Props to gramma. A lot of conservative people honestly just would dismiss it with the backwards logic; "so stupid of them to kill themselves when they could've just chosen not to be gay".
I'm unsure whether they actually believe it themselves, though.
-
This would never fly in today's era. Nor should it.
But about two decades ago I dated a gastroenterologist... I think she had around 13 years of schooling.
Anyways, her first day of med school, they made the entire class watch gay porn. Like vicious, graphic, excessively graphic gay porn.
With of course the professor saying if this makes you uncomfortable, you'd best find a new track. Because you ain't going to make it, this is going to be your life: assholes, boils, pus, cancer, shit, piss, if you're going to be a gastroenterologist you're going to have your head up people's asses your whole career....
Etc
Wonder if there were any jars involved......that would be a pretty unfortunate situation.
-
This post did not contain any content.
It's interesting that no one wants to deny medical care for:
- murderers
- pedophiles
- thieves
- corrupt politicians
-
I wish this is how it was at my medical school. My med school is attached to a deeply religious university and some of our professors said some pretty wild shit in lectures. I was almost always the one to key up on the mic in recorded lectures to fight them on it.
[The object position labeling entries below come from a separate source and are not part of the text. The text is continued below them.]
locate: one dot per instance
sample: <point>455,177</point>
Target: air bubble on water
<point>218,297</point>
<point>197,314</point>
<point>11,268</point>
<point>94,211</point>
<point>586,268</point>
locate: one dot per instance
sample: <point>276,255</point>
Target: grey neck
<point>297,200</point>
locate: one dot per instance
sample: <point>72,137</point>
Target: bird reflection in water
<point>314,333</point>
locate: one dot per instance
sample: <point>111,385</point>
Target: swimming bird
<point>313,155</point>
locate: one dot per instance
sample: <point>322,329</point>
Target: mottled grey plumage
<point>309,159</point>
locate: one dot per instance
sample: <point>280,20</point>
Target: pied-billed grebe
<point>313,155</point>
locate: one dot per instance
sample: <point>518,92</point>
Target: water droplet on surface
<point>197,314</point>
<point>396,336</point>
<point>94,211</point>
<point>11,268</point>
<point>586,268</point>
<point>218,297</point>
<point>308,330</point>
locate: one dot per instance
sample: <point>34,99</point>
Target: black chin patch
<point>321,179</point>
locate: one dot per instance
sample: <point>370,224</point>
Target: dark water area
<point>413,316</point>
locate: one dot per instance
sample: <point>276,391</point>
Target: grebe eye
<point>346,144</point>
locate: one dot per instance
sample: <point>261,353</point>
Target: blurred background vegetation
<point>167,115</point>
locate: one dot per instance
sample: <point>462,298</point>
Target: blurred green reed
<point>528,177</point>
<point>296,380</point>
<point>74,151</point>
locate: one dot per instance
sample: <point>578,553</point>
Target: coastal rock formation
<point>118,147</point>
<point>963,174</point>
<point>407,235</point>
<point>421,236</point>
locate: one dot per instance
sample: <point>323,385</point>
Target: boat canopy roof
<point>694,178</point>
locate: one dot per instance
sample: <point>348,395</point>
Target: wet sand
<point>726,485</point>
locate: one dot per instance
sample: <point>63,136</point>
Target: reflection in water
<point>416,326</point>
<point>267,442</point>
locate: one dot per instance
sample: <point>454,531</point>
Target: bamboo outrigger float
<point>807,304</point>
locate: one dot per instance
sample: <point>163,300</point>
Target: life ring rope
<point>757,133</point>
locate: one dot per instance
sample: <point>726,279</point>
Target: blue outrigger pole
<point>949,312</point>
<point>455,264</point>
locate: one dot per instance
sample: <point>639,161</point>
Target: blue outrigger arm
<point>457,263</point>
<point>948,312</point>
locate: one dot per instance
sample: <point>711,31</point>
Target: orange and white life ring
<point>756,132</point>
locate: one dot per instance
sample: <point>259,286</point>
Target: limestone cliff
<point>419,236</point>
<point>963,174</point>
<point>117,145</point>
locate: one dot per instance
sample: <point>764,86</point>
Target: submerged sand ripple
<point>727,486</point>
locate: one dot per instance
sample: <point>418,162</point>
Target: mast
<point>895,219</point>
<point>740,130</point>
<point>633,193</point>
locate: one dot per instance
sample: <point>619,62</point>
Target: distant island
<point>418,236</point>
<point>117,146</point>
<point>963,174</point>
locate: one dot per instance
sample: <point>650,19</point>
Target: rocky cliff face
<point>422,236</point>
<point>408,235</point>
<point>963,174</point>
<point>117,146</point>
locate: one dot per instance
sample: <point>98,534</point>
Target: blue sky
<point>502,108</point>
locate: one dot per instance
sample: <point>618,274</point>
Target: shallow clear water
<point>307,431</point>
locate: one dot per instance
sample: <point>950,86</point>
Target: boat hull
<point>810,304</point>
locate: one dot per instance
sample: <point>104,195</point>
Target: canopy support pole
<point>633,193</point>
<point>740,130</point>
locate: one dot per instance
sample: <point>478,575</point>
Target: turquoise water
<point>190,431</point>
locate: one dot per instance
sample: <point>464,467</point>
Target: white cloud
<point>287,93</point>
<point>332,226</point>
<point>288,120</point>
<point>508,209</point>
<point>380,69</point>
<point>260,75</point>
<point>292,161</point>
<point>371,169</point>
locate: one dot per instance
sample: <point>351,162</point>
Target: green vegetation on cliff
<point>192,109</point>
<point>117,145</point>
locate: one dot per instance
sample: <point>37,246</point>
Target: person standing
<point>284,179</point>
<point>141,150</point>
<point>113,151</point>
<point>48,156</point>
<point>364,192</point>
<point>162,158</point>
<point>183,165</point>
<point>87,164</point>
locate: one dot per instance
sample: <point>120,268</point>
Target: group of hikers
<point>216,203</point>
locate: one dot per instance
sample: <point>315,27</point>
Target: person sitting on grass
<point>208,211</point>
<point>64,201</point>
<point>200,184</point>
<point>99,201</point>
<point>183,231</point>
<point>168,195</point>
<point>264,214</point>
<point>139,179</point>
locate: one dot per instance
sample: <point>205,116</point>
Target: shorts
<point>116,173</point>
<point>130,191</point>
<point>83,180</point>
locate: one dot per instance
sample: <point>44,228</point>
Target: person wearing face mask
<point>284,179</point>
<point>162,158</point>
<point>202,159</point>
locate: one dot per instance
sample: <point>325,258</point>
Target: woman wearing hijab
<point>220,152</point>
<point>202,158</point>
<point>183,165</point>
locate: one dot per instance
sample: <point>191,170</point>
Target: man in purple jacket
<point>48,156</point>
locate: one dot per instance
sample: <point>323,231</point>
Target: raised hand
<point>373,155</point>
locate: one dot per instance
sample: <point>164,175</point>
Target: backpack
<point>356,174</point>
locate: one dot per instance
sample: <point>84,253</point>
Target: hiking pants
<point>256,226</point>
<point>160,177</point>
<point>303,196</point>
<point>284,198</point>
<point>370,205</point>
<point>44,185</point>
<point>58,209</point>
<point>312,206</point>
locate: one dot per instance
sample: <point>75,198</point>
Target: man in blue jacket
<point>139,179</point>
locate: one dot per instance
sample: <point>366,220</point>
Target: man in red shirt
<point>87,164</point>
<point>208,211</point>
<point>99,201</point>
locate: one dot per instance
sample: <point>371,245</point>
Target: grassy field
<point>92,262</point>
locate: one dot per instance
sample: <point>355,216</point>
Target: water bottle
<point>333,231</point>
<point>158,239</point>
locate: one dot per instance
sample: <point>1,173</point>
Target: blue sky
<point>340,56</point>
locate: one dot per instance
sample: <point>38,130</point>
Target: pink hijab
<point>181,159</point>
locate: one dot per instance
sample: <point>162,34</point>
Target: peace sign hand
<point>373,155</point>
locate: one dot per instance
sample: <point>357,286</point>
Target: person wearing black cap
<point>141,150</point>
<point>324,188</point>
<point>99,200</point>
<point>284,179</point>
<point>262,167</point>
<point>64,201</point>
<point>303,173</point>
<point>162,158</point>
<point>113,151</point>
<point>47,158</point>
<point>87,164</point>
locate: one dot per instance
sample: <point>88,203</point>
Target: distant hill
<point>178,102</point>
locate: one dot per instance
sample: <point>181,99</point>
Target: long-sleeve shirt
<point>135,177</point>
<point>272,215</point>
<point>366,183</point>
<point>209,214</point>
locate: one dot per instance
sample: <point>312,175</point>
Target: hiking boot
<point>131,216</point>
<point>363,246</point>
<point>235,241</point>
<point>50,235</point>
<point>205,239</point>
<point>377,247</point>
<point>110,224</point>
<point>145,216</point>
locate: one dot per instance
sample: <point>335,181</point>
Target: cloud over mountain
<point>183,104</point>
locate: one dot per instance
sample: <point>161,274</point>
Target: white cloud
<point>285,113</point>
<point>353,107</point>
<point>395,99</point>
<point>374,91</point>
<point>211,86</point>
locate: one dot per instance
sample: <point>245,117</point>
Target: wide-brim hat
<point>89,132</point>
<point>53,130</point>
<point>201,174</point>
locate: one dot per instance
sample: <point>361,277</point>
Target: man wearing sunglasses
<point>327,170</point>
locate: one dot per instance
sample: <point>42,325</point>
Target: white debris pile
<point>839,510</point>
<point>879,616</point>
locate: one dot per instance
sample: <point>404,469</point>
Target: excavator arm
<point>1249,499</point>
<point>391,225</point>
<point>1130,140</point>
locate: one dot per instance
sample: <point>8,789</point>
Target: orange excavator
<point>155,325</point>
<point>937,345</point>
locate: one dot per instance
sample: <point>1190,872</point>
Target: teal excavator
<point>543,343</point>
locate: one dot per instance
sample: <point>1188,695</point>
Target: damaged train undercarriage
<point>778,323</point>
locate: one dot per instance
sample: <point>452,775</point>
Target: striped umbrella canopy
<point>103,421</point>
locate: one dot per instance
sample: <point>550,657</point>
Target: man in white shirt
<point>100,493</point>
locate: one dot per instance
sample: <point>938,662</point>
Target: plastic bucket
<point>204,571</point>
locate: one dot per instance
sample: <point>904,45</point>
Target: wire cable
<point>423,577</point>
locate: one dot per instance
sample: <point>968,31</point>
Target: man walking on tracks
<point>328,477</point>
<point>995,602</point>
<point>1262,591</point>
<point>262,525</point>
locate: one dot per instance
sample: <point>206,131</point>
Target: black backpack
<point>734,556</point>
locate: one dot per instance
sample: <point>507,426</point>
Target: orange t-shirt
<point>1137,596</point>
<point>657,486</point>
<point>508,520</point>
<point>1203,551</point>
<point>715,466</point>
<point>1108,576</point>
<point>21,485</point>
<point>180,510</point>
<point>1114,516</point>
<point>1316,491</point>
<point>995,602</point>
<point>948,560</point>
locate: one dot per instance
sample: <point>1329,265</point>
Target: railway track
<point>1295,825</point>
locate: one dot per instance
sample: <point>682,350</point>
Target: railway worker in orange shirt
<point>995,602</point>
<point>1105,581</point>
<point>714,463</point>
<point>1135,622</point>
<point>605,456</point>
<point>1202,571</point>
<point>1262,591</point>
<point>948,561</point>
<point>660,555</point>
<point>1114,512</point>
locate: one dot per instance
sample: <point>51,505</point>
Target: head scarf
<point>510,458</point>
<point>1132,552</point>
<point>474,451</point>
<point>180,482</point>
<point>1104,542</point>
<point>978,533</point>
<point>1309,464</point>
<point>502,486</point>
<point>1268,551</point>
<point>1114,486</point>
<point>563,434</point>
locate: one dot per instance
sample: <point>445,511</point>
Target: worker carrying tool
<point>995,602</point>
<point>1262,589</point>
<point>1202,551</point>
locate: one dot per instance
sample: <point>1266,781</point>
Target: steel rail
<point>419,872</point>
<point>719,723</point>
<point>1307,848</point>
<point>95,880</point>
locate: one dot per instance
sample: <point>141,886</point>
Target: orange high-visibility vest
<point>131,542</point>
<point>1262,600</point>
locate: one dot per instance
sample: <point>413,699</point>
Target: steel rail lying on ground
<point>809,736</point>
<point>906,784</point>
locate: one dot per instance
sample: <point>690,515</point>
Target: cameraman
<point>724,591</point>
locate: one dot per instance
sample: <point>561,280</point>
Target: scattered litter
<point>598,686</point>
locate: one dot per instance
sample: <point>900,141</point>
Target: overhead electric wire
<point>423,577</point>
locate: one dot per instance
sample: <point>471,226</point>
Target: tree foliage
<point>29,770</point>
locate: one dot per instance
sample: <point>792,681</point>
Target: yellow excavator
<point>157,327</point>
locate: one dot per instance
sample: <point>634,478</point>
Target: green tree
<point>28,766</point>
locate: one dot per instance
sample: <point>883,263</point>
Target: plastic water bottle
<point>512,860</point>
I'm sad to say there were a couple lectures that I was just too demoralized to fight back directly, but I did talk to my classmates to correct the record after those lectures.
Deeply religious and... Medical School feels like two things that should be separate lol.
Wouldn't the solution for Cardiac Ataxia be to pray it away in their eyes? -
Deeply religious and... Medical School feels like two things that should be separate lol.
Wouldn't the solution for Cardiac Ataxia be to pray it away in their eyes?It is an actual, accredited medical school and we still take the same board exams. The subjects where the religiosity shows the most are the ethics classes, abortion, and LGBTQ+ healthcare. Otherwise, the most prominent manifestation was prayer at the start of lectures and exams.